Verandah Magazine’s Political Potter, Richard Jones – remembers his grandather, and the terrible after-effects of the war, and wonders if our glorification of Anzac Day serves any purpose.

My Grandpa Bombardier Barwick was buried in mud at Gallipoli, clawed his way out and ended up on the killing fields of the Somme.

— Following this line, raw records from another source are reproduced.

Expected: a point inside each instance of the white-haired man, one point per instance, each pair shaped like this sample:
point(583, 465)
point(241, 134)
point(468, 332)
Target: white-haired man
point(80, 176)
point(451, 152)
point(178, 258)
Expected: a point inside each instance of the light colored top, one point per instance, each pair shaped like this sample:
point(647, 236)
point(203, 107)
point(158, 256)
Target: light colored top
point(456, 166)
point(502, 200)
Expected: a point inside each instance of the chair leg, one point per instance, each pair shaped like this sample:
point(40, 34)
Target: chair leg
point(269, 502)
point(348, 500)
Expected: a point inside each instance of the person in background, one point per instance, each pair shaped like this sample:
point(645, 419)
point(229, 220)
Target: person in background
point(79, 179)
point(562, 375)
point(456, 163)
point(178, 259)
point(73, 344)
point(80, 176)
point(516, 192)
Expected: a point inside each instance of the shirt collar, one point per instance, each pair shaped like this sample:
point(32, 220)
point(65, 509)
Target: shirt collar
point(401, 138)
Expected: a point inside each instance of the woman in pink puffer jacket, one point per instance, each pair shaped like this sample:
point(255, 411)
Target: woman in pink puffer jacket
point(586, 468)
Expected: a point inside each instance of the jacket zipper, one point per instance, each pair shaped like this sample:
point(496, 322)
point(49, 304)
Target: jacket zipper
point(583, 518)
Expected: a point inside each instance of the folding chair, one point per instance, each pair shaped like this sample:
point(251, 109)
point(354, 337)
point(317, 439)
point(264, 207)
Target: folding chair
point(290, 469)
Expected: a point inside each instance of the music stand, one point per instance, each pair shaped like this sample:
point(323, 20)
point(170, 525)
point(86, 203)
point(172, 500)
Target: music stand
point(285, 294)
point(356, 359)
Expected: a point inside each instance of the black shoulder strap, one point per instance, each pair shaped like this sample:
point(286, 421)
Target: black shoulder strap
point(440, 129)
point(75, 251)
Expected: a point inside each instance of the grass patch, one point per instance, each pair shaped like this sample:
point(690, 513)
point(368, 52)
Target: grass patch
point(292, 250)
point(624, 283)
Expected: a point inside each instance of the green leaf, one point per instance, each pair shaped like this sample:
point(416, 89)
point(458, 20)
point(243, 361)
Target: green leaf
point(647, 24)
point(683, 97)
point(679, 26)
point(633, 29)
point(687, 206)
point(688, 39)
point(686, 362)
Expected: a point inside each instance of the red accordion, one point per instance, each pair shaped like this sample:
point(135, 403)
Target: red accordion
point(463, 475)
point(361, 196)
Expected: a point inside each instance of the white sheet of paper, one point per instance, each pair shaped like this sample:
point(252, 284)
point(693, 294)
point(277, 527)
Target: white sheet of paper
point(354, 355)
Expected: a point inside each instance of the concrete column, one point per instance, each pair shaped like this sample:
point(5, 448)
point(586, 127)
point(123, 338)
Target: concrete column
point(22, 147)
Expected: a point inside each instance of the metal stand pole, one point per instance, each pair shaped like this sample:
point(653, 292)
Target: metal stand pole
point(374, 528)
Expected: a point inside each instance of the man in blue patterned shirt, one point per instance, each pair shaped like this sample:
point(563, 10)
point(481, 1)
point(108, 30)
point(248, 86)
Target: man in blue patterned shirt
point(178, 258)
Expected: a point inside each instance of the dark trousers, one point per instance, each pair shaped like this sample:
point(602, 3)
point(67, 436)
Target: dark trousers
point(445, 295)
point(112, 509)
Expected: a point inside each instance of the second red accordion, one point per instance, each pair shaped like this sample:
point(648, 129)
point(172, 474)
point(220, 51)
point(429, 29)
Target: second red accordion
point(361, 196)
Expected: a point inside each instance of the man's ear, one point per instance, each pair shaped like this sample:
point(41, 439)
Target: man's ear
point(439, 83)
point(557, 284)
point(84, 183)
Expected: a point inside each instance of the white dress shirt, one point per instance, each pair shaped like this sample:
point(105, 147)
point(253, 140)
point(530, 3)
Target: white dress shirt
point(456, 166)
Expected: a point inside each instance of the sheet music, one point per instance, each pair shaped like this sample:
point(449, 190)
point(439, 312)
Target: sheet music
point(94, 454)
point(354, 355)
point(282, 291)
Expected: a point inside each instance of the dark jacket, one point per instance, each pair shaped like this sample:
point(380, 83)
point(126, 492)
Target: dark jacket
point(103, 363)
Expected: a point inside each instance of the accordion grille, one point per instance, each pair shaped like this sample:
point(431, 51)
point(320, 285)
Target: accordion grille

This giant of a man was well suited to hurling missiles at the enemy while his mates were ordered over the top, by safely ensconced generals in immaculate uniforms and glasses of cognac and cigars, to trudge through churning mud right into German machine gun fire.
Churchill thought it was a great idea to open up lines of communication with Russia to supply them with weapons, but didn’t reckon on the tenacity of the Turks.  Over 40,000 allied lives later and double that for brave Turks, the catastrophe came to an end.
Imagine, 1.25% of all Australians fought at Gallipoli and over eight thousand died – for no reason at all. That’s the equivalent today of sending 275,000 young Aussies to fight in Iraq and 40,000 dying in a matter of months – and then retreating.

Captain Leslie Morshead in a trench at Lone Pine after the battle at Gallipoli, looking at Australians and Ottomans dead on the parapet.  Source: Wikipedia

Captain Leslie Morshead in a trench at Lone Pine after the battle at Gallipoli, looking at both Australian and Ottoman dead on the parapet. Source: Wikipedia

Life was cheap then. Our teenagers were expendable.
Today every time a professional soldier dies, the PM and Opposition Leader turn up at the televised funeral. Imagine if they had to attend five thousand funerals a month.
My grandpa, who died before I was born, aided by the demon drink, would I am sure be bemused by today’s massive commemoration – one can hardly call it a celebration- of those ghastly days one hundred years ago.
Maybe it’s now time to finally let them all lie in peace.